Retrospectiva 2007

Ano de 2007 foi de estagnação no Direito Internacional

Autor

  • Francisco Rezek

    é advogado professor ministro aposentado do Supremo Tribunal Federal ex-chanceler da República e ex-juiz da Corte Internacional de Justiça das Nações Unidas.

26 de dezembro de 2007, 12h47

Este texto sobre Direito Internacional faz parte da Retrospectiva 2007, série de artigos em que são analisados os principais fatos e eventos nas diferentes áreas do direito e esferas da Justiça ocorridos no ano que termina.

É provável que já no ano próximo este cenário comece a mudar, mas 2007 foi um tempo de estagnação dentro da grande crise que se abateu sobre o Direito Internacional e sobre as Nações Unidas na virada do século. Ao longo do ano que termina o quadro não se deteriorou ainda mais, decerto pela impossibilidade lógica de deteriorar-se, mas não começou tampouco esse esperado processo de redenção do Estado de Direito na cena internacional.

A ideologia e os métodos da “guerra contra o terrorismo” separam hoje os países que apostam no sucesso da política de poder e aqueles que entendem que não há salvação fora do Direito. Para estes últimos, a arbitrariedade não tem como criar situações seguras, e o medo há de ocupar constantemente, no espírito dos que investiram na violência e baratearam a vida humana, o lugar do remorso que não conseguem sentir.

Não adianta, por exemplo, despender eternamente recursos públicos na defesa, pelas armas, de uma fronteira arbitrária, a pretexto de torná-la segura. Todos os muros caem um dia, não antes de desmoralizar e infamar seus construtores. Maurice Duverger ensinou há mais de 40 anos que a única fronteira totalmente segura é aquela que os países envolvidos tenham, de modo honesto e livre, negociado e aceito em comum. Uma fronteira assim não precisa de vigilância: ela se impõe pela autoridade do direito, uma autêntica e duradoura autoridade. Isto lembra a lição de Hannah Arendt, para quem a autoridade é algo que prescinde da imposição pela força, que se impõe à obediência por um valor diferente de toda forma exterior de coerção: “…ali onde a força é empregada, a autoridade propriamente dita fracassou”.
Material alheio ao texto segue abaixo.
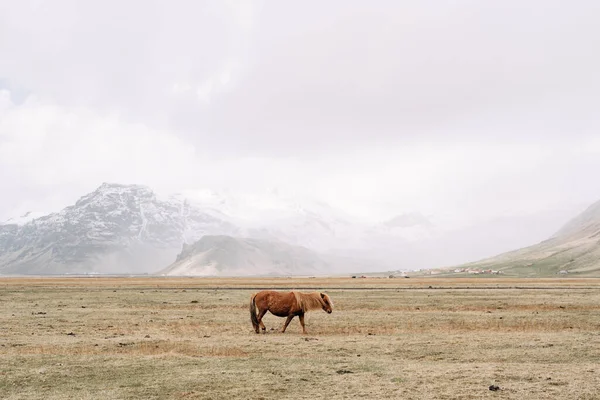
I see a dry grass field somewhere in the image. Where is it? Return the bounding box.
[0,278,600,399]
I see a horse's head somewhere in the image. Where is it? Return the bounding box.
[321,293,333,314]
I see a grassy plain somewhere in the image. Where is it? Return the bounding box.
[0,277,600,399]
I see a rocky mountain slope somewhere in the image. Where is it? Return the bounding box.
[0,183,238,274]
[458,201,600,276]
[158,235,332,276]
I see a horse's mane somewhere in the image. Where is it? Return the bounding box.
[292,292,333,312]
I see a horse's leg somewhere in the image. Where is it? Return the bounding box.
[281,314,294,333]
[258,309,267,333]
[298,314,306,335]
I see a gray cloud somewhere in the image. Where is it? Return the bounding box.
[0,0,600,231]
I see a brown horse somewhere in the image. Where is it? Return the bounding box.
[250,290,333,334]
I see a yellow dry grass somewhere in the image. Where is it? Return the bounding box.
[0,277,600,399]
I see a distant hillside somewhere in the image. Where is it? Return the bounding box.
[462,201,600,276]
[0,183,238,275]
[158,235,332,276]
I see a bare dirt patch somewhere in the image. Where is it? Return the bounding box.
[0,278,600,399]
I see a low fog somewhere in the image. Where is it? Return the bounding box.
[0,0,600,267]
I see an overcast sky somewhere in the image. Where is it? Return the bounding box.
[0,0,600,225]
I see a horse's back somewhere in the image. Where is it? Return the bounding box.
[255,290,298,317]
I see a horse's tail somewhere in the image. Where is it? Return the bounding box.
[250,294,258,332]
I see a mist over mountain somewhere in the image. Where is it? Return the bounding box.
[458,201,600,276]
[0,183,583,275]
[158,235,334,276]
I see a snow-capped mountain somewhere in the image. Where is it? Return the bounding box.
[0,183,434,274]
[0,183,238,274]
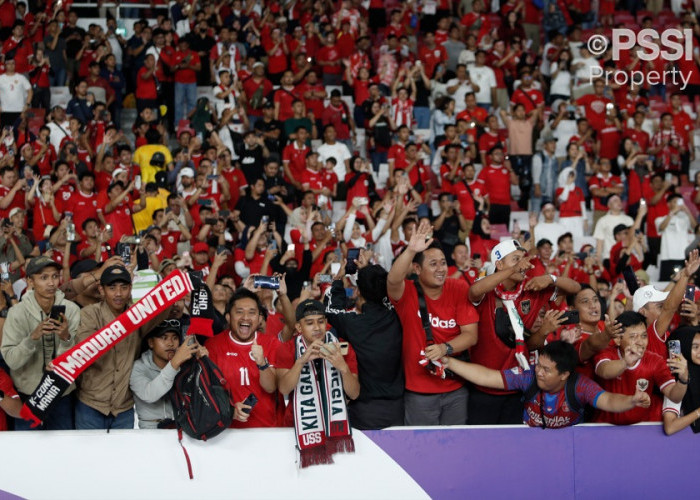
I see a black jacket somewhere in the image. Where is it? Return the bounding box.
[324,280,405,401]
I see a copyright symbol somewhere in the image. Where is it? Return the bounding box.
[587,35,608,56]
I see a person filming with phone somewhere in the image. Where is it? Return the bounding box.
[0,256,80,430]
[324,250,405,429]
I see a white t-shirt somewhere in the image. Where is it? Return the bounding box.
[593,213,636,259]
[654,212,692,260]
[549,63,571,96]
[462,66,496,104]
[46,120,70,151]
[534,221,568,248]
[447,78,472,114]
[571,57,602,80]
[316,141,352,182]
[0,73,32,113]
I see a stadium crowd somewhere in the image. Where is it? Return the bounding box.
[0,0,700,434]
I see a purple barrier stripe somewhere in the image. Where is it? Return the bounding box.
[363,428,574,500]
[364,425,700,500]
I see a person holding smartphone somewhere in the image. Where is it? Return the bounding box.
[0,256,80,430]
[129,319,209,429]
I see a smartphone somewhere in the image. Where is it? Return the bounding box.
[0,262,10,281]
[562,311,581,325]
[216,245,231,255]
[253,276,280,290]
[667,340,681,358]
[345,248,360,274]
[117,243,131,266]
[243,392,258,413]
[622,266,639,295]
[49,306,66,321]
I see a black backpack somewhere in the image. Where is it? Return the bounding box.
[170,356,233,441]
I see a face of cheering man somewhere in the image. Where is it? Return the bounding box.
[535,355,569,392]
[296,314,327,345]
[413,248,447,288]
[100,281,131,315]
[228,297,260,342]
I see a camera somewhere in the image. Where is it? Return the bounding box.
[253,276,280,290]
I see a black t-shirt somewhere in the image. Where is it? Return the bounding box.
[324,280,405,401]
[237,143,263,186]
[236,196,275,227]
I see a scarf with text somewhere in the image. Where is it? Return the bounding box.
[294,332,355,468]
[187,278,214,337]
[495,281,530,371]
[20,270,192,427]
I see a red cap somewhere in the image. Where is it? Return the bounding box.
[192,241,209,253]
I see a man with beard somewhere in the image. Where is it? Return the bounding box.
[387,220,478,425]
[205,288,284,428]
[75,264,170,429]
[469,240,581,425]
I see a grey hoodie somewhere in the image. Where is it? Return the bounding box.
[0,290,80,394]
[129,349,179,429]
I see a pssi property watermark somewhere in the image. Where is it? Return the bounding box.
[586,28,693,90]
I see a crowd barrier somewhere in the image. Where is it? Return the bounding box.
[0,424,700,500]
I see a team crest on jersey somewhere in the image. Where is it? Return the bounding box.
[520,300,530,314]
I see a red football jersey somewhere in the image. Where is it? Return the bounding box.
[277,339,357,427]
[469,286,556,394]
[391,278,479,394]
[205,330,281,428]
[594,346,675,425]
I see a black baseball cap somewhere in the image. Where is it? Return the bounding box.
[613,224,630,236]
[100,264,131,286]
[27,255,61,277]
[296,299,326,321]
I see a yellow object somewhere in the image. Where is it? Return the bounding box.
[134,144,173,184]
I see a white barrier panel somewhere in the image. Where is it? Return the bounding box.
[0,428,428,500]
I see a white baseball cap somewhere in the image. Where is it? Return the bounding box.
[180,167,194,177]
[491,240,526,264]
[632,285,668,312]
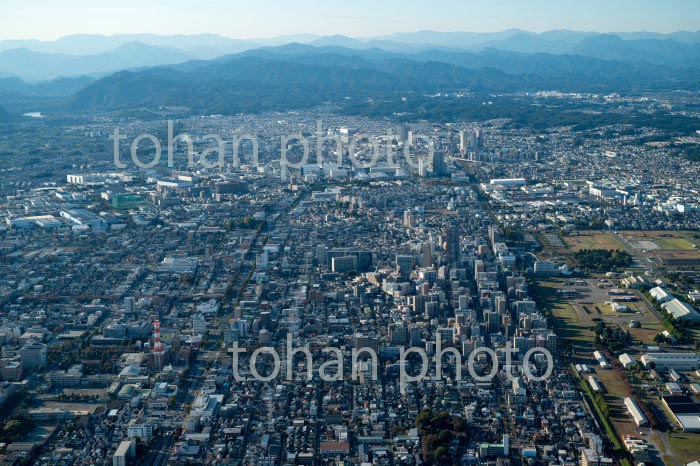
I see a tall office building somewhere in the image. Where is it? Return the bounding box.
[433,150,448,176]
[396,125,408,143]
[124,296,136,315]
[445,226,459,262]
[396,254,413,278]
[421,242,433,267]
[459,130,469,155]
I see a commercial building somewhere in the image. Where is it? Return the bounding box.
[625,398,649,427]
[641,353,700,371]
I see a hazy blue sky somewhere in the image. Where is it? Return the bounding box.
[0,0,700,40]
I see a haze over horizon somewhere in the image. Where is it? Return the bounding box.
[0,0,700,41]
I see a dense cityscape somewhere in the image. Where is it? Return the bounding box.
[0,3,700,466]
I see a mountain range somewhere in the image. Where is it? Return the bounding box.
[0,30,700,117]
[0,29,700,81]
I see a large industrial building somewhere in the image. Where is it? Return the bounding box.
[641,353,700,371]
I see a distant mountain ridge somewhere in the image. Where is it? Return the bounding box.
[0,42,194,81]
[70,44,700,113]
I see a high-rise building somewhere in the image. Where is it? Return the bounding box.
[396,255,413,278]
[403,210,416,228]
[445,226,460,262]
[459,130,469,155]
[124,296,136,315]
[396,125,408,143]
[421,242,433,267]
[433,150,448,176]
As fronteiras, as intervenções, as ocupações territoriais e, de modo amplo, todas as situações internacionais impostas pela força serão sempre inseguras, não importa o aparato militar que se empregue para protegê-las. A opção pelo direito, além de todas as suas outras virtudes, é econômica.

Quando o Conselho de Segurança das Nações Unidas mostrava um confronto permanente entre dois extremos ideológicos que eram ao mesmo tempo dois grandes núcleos de poder real, suas forças se neutralizavam mutuamente e o resultado era certo equilíbrio não só na ação do Conselho, mas na própria concepção do direito à luz do qual os rivais coexistiam em paz.
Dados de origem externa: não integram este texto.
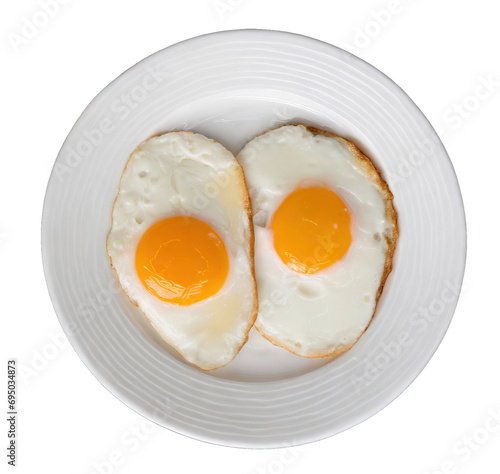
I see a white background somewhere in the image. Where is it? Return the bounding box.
[0,0,500,474]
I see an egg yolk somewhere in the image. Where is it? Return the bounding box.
[135,216,229,305]
[271,186,352,274]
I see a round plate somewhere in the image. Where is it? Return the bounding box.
[42,30,466,447]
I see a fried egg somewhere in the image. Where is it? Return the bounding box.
[107,132,257,370]
[237,125,398,357]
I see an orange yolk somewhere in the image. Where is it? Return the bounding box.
[271,187,352,274]
[135,216,229,305]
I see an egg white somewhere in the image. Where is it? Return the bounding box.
[107,132,257,370]
[237,125,397,357]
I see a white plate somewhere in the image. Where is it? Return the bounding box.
[42,30,466,447]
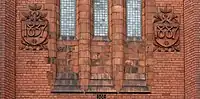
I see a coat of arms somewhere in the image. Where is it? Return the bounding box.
[21,4,49,50]
[154,7,180,52]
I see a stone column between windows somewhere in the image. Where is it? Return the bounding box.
[111,0,125,92]
[77,0,92,90]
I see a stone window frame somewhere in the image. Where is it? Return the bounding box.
[92,0,111,41]
[59,0,77,41]
[125,0,145,41]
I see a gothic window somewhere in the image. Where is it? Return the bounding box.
[60,0,76,40]
[94,0,108,38]
[126,0,142,40]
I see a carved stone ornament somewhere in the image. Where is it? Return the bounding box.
[21,4,49,50]
[154,7,180,52]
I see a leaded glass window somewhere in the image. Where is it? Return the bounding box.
[94,0,108,37]
[60,0,76,40]
[126,0,142,40]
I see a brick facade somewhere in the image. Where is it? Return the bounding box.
[0,0,200,99]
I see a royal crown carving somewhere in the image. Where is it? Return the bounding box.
[21,4,49,50]
[154,7,180,52]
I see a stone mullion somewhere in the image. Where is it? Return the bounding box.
[77,0,92,90]
[111,0,125,91]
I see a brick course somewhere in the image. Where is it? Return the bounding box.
[0,0,200,99]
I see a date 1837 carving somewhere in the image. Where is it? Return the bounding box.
[21,4,49,50]
[154,7,180,52]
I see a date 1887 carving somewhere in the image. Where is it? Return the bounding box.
[154,7,180,52]
[21,4,49,50]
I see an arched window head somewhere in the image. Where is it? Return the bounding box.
[60,0,76,40]
[94,0,108,39]
[126,0,142,40]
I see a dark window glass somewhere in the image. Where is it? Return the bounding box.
[94,0,108,37]
[60,0,76,40]
[126,0,142,40]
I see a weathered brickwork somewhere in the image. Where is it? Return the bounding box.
[0,0,200,99]
[184,0,200,99]
[0,0,16,99]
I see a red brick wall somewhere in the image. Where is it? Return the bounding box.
[184,0,200,99]
[184,0,196,99]
[0,0,5,98]
[0,0,16,99]
[16,0,184,99]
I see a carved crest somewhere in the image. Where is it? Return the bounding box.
[21,4,49,50]
[154,7,180,52]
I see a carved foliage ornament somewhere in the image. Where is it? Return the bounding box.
[21,4,49,50]
[154,7,180,52]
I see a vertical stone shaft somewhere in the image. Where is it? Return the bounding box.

Hoje não há mais que um núcleo de poder real, e ele não consiste exatamente num estado único, mas num grupo homogêneo de países pós-industriais que compartilham os mesmos interesses vitais e as mesmas prioridades, que identificam sem grande constrangimento a respectiva liderança, que têm consciência da força que sua união representa e ao mesmo tempo da dimensão dos problemas externos que, mesmo unidos, eles não têm qualidade para resolver, se é que têm vontade de fazê-lo.

Este é ainda um momento depressivo para a comunidade internacional e para a Organização das Nações Unidas. Mas quem hoje lançasse um olhar esperançoso à linha do horizonte veria talvez os primeiros sinais, já no decurso do ano novo, da abertura de um novo tempo, o da construção do Estado de Direito nesta sofrida aldeia global.